Tornano ad accendersi i riflettori su Chioggia e anche stavolta è il mercato ittico ad essere sotto accusa: pesce irregolare e lavoro nero, per un totale di oltre 10.000 euro di sanzioni emesse in seguito ai controlli effettuati dai Carabinieri al mercato ittico all’ingrosso di Corso del Popolo.
L’operazione, volta alla duplice indagine in tema di regolarità dei processi di pesca e di lavorazione del prodotto ittico da un lato e di sicurezza sul lavoro dall’altro, ha visto scendere in campo l’equipaggio della motovedetta dei Carabinieri di Chioggia e il nucleo dell’Ispettorato del Lavoro di Venezia. Sono fioccate innumerevoli le denunce su entrambi i fronti: molte le situazioni di irregolarità del pescato, con tonnellate di prodotto al di sotto delle misure minime consentite per legge, così come i casi di omessa formazione sulla sicurezza sul lavoro e di omessa valutazione dei rischi aziendali; per non parlare dei casi di lavoro in nero.

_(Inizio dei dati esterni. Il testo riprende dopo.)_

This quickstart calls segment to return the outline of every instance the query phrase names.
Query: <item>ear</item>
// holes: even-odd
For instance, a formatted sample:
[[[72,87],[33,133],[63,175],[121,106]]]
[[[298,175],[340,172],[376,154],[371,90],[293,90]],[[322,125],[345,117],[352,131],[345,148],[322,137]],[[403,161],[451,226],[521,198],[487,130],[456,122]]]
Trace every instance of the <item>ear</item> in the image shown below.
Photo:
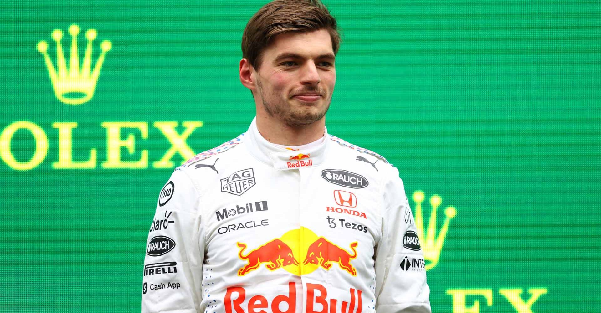
[[[252,79],[252,74],[254,72],[255,69],[248,59],[240,60],[240,82],[251,91],[257,88]]]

Non mancano neppure le irregolarità nell’etichettatura e nella rintracciabilità della filiera dei prodotti ittici esposti al mercato, cui hanno fatto seguito denunce per frode nell’esercizio del commercio, principalmente legate al falso nella dichiarazione dell’origine del pescato. Le multe oscillano fra i 1.000 e i 3.000 euro, a seconda dell’illecito commesso, e i soggetti colpiti sono prevalentemente ditte con sede legale a Chioggia.

Non è la prima volta che Chioggia finisce nell’occhio del ciclone: il mercato ittico della Laguna Sud non è nuovo alle indagini, né alle prime pagine della cronaca locale.

Già nel corso del 2014 e del 2015 altri blitz delle forze dell’ordine avevano portato al sequestro di ingenti quantità di prodotto trattato e conservato non conformemente a quanto previsto dalla normativa. E anche le condizioni di lavoro e la sussistenza di casi di clandestinità presentano precedenti non sottovalutabili.

Chioggia torna dunque a far parlare di sé a discapito del motore della sua economia locale.

L’attenzione delle forze dell’ordine e dell’ispettorato resta alta, accanto alla diffidenza inevitabile dei consumatori, che da troppo tempo aspettano maggiori garanzie sui prodotti che finiscono sulle loro tavole.

Una questione spinosa ancora aperta che rischia di generare danni sempre più seri all’intero sistema ittico locale.